Foreseen Catastrophic Floods Set Off State Of Emergency In Hawaii

 


On Monday, a major storm system battered Hawaii with torrential rain, prompting forecasters to warn of "dangerous" and "catastrophic" flooding in some areas of the state through Monday night and into Tuesday.

In some regions, more than 2 feet of rain may fall, with widespread quantities of 10 to 15 inches expected.

"Expect widespread heavy rain, especially beneath the broad heavy rain band, capable of catastrophic flooding, and strong gusty southerly winds with this system through Wednesday," the National Weather Service in Honolulu stated.

AccuWeather reported flood watches have been issued for all of the islands and will stay in force until Tuesday.

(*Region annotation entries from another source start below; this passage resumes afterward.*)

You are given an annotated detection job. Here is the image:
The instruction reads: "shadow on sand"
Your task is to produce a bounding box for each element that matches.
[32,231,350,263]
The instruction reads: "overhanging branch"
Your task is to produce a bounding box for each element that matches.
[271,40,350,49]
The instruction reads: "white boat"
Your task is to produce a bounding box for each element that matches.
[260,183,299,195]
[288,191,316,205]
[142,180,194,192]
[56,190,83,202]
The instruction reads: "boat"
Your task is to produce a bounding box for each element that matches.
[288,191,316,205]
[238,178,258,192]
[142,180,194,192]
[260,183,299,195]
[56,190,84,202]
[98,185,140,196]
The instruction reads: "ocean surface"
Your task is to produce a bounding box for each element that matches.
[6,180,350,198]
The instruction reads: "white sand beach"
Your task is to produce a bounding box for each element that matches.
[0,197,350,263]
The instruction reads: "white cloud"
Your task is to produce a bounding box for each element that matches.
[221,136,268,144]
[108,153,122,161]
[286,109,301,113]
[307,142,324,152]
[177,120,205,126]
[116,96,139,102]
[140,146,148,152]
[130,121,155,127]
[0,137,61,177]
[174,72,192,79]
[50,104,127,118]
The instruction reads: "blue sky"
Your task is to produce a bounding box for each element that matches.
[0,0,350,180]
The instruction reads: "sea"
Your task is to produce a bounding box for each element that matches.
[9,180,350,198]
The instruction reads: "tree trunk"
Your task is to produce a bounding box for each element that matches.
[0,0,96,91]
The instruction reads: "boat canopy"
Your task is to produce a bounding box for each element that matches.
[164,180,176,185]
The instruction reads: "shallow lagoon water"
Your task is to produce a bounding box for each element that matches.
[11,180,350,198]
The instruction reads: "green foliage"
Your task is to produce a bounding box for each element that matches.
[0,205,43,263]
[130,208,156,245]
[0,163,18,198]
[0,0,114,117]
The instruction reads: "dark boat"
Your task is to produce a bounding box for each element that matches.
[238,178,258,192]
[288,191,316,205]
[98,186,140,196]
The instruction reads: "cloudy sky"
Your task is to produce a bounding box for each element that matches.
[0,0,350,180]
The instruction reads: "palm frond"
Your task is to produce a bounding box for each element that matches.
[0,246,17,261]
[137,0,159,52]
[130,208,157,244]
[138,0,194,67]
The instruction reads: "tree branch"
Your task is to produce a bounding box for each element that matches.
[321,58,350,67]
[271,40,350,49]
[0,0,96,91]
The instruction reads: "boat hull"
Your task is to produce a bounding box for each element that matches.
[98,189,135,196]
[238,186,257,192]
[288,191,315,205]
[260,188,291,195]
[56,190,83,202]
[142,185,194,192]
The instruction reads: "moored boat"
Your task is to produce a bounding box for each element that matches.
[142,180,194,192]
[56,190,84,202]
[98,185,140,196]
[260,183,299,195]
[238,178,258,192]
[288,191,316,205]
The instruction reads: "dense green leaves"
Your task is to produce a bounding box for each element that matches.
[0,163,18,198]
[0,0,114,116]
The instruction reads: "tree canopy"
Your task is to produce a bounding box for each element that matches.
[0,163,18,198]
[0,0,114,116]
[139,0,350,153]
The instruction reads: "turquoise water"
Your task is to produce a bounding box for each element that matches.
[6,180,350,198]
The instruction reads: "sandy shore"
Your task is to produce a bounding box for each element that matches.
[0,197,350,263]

According to the National Weather Service, the islands of Oahu and Kauai are the most vulnerable to flash floods.

Hawaii Gov. David Ige announced a state of emergency for the whole state on Monday afternoon, warning citizens to brace themselves for significant floods, landslides, road closures, and property destruction.

"Now is the time to make sure you have an emergency plan in place and supplies on hand in case you need to evacuate due to rising water," the governor stated.

The state of emergency will be active until December 10.

The National Weather Service warned that such heavy rain could cause flooding in areas that don't normally flood, and numerous landslides are expected.

Due to severe runoff, "low spots" on roads will become dangerous and impassable. Debris in streams and gulches may clog bridges and culverts, resulting in "dangerous flooding," the Weather Service said.